“Non riconoscere i diritti alle seconde generazioni crea asimmetrie di potere e diseguaglianze, che non fanno che alimentare il razzismo”, denuncia il Coordinamento nazionale nuove generazioni italiane
ROMA – “Negare il riconoscimento dei diritti alle seconde generazioni e alle persone con background migratorio sancisce asimmetrie di potere e diseguaglianze, che non fanno che alimentare il razzismo“, ossia quello stesso fenomeno “contro cui in questi giorni abbiamo visto manifestazioni in tante piazze italiane dopo l’uccisione negli Stati Uniti di George Floyd. Ma è giunta l’ora che anche l’Italia affronti i suoi nodi, a partire dai partiti politici, che al momento ignorano questo mondo e invece si dovrebbero interessare”. Lo ha dichiarato Camilla Bencini dell’ong Cospe, intervenendo al panel online ‘Il diritto di voto alle elezioni locali’, evento che ha inaugurato la quarta edizione di ‘Protagonisti! Le nuove generazioni italiane si raccontano’, organizzato dal Coordinamento nazionale nuove generazioni italiane (Conngi).

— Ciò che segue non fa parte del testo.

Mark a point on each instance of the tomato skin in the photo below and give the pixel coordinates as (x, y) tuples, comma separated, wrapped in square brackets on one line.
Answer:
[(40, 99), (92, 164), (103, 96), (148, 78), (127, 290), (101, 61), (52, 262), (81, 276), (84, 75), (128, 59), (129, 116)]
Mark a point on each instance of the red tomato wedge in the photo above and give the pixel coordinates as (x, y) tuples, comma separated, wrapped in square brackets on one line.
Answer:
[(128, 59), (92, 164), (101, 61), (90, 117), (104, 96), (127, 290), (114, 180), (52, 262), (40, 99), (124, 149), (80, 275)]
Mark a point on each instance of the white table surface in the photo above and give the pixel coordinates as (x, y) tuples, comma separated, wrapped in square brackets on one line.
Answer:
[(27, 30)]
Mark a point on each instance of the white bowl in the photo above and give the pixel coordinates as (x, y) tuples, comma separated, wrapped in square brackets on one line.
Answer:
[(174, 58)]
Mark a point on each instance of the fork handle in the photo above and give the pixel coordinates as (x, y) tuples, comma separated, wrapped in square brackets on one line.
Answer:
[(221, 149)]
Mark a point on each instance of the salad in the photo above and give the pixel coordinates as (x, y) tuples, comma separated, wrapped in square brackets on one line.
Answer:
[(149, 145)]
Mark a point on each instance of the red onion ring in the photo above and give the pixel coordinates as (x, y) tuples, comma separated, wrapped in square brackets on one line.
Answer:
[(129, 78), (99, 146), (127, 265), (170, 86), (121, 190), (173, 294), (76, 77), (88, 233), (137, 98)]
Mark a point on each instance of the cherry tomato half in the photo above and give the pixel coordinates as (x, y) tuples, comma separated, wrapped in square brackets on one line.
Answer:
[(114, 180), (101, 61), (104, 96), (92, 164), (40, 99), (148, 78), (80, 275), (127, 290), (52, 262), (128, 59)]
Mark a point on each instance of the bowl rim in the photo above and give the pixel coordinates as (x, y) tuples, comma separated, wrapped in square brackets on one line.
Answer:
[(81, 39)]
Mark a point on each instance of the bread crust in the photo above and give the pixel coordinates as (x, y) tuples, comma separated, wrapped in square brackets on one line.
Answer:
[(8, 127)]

QUELL’8% DELLA POPOLAZIONE CHE PRODUCE IL 9% DEL PIL E NON VOTA
Il seminario è stato occasione per discutere con esperti del settore la mancanza di un diritto che coinvolge “5.255.000 stranieri, pari all’8 per cento dell’intera popolazione, come riferiscono dati Istat di gennaio 2019″: lo ha sottolineato Yohan Saparamadu, di Conngi, aggiungendo che queste persone lo scorso anno “hanno prodotto 139 miliardi di euro, ossia il 9 per cento della ricchezza nazionale, stando a un rapporto della fondazione Leone Moressa. Eppure non possano votare”.

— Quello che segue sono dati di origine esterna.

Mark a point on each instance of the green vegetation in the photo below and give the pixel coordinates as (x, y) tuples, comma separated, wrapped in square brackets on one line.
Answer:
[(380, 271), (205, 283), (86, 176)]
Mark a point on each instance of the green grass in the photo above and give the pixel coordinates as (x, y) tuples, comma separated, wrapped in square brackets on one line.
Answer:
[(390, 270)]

“NO TAXATION WITHOUT REPRESENTATION”
Francesca Biondi Dal Monte, docente di Diritto costituzionale alla Scuola Superiore Sant’Anna di Pisa ha ricordato che in Italia a tutti “viene chiesto di osservare i doveri fiscali. Ma come dice un antico detto anglosassone, ‘no taxation without representation’, non si può tassare un cittadino che non è rappresentato“.

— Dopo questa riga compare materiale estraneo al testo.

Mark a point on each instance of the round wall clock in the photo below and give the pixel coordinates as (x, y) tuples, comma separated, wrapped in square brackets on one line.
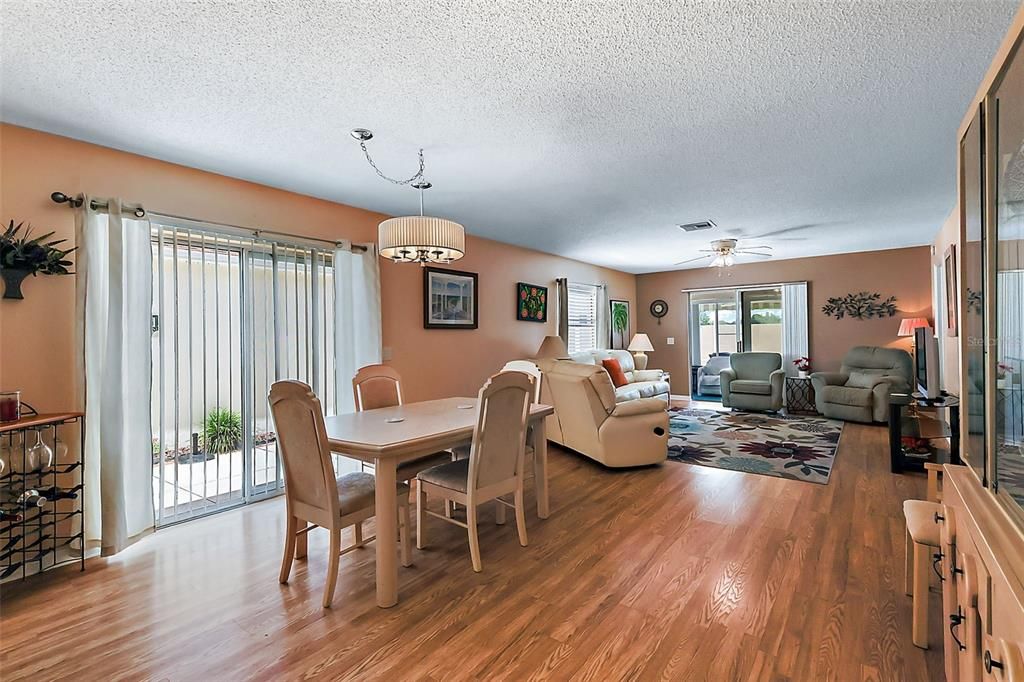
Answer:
[(658, 308)]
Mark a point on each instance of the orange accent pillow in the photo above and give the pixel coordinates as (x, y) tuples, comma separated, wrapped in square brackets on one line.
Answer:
[(614, 371)]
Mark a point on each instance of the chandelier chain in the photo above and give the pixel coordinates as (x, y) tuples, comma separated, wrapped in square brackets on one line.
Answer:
[(414, 178)]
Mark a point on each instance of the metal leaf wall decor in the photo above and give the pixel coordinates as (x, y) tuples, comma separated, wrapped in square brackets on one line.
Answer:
[(862, 305)]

Guardando alla Costituzione, continua la docente Biondi Dal Monte, “se la sovranità appartiene al popolo, bisogna estendere il voto a livello locale, nonché la possibilità di candidarsi, un diritto che andrebbe riconosciuto a prescindere dalla cittadinanza. Alcuni Stati ad esempio lo accordano dopo 3 o 5 anni di residenza permanente”.